George T McCaw was the son of Robert McCaw of Teghnevin. He went from Lurgan College to Trinity College, Dublin, where he graduated with an MA in 1892. He served for a number of years in the General Valuation and Boundary Survey of Ireland, before going abroad on survey work, which took him to Rhodesia (1903-6), Uganda (1908-9) and Fiji (1911-15). In 1915 he joined the army as a Lieutenant in the Royal Engineers, and on promotion to Captain, he served on the Headquarters Staff of the Royal Engineers until 1919. From 1919 until his retirement in 1936 he served in the War Office, where he was Secretary of the Air Survey Committee and Joint Secretary of the Colonial Survey and Geophysical Committee. He received the OBE in 1927 and the CMG in 1936.
W R Morrow (1877-78) was another rugby international, winning 9 caps for Ireland.
Possibly the most prominent sportsman ever to come from Lurgan College was James C Parke (1894-99). He was born in Clones in 1881, and I assume he came to the College following the death of his father, since he is shown as having a guardian, rather than a parent. He had a successful academic career in the College, going on to Trinity College, where he studied Law. However, it was in sport that he excelled. Between 1904 and 1909 he was capped 20 times for Ireland in rugby, captaining the side against Scotland and Wales in the 1907-8 season. Unusually, Parke's career spanned two sports, for he was also a top tennis player - arguably the best ever produce by Ireland. He won the Irish Men's Singles Championship eight times, the Doubles four times and the Mixed Doubles twice. He was European Singles Champion twice, and All-England Mixed Doubles Champion four times. On top of all that he was a member of the Davis Cup squad for the years 1908, 1909, 1912, 1913, 1914 and 1920. Parke also had an impressive war record. He was commissioned in the Leinster Regiment, in September 1914. He was wounded twice in action; the first time at Gallipoli in 1915, and again in 1918, while on the Western Front. In 1916 he became a Major, and by 1918 was Battalion Commander. He was mentioned in despatches. The last mention of him I have found was as a lawyer, practising in North Wales in the 1920s.

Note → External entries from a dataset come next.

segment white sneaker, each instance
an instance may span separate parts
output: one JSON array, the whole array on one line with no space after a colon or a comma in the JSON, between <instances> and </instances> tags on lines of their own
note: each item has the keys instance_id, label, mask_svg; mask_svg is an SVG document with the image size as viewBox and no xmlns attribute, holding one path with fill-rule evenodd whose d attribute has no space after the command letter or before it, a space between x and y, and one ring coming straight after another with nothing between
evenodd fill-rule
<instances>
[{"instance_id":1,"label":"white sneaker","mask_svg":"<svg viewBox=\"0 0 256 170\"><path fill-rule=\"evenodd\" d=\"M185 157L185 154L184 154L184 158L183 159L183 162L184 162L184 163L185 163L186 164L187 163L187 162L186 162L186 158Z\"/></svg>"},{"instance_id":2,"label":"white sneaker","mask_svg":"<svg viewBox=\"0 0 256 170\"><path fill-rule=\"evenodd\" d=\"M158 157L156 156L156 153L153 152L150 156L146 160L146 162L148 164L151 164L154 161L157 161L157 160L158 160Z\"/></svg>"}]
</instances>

Two other notable sports-men were the Pedlow brothers (their father was a medical doctor in Lurgan). J Pedlow (1877) was capped twice for Ireland at Rugby, and was, in addition, the Irish 100 yards sprint champion. His brother T B Pedlow was also capped twice in Rugby.
H W A Watson (1886-91) was the eldest son of Hugh Watson, of Lurgan. He was born in 1875, and on leaving Lurgan College he went to the R.I.E. College, Coopers Hill, London. From there, he entered the Indian Forest Service, in 1897. By 1924 he was Chief Conservation Officer (Forests) Burma, a post which he held until 1930. From 1932 until his retirement he was Timber adviser to the High Commissioner for India. He died in 1953. Today he is probably best remembered for the display of Burmese hunting trophies which is still to be seen in the school library.
As can be seen, I have only been able to scrape the surface of the list, and there are still many, many names that I have been unable to trace. I would be most grateful if any reader has information about any of the names on the list that they would be prepared to pass on.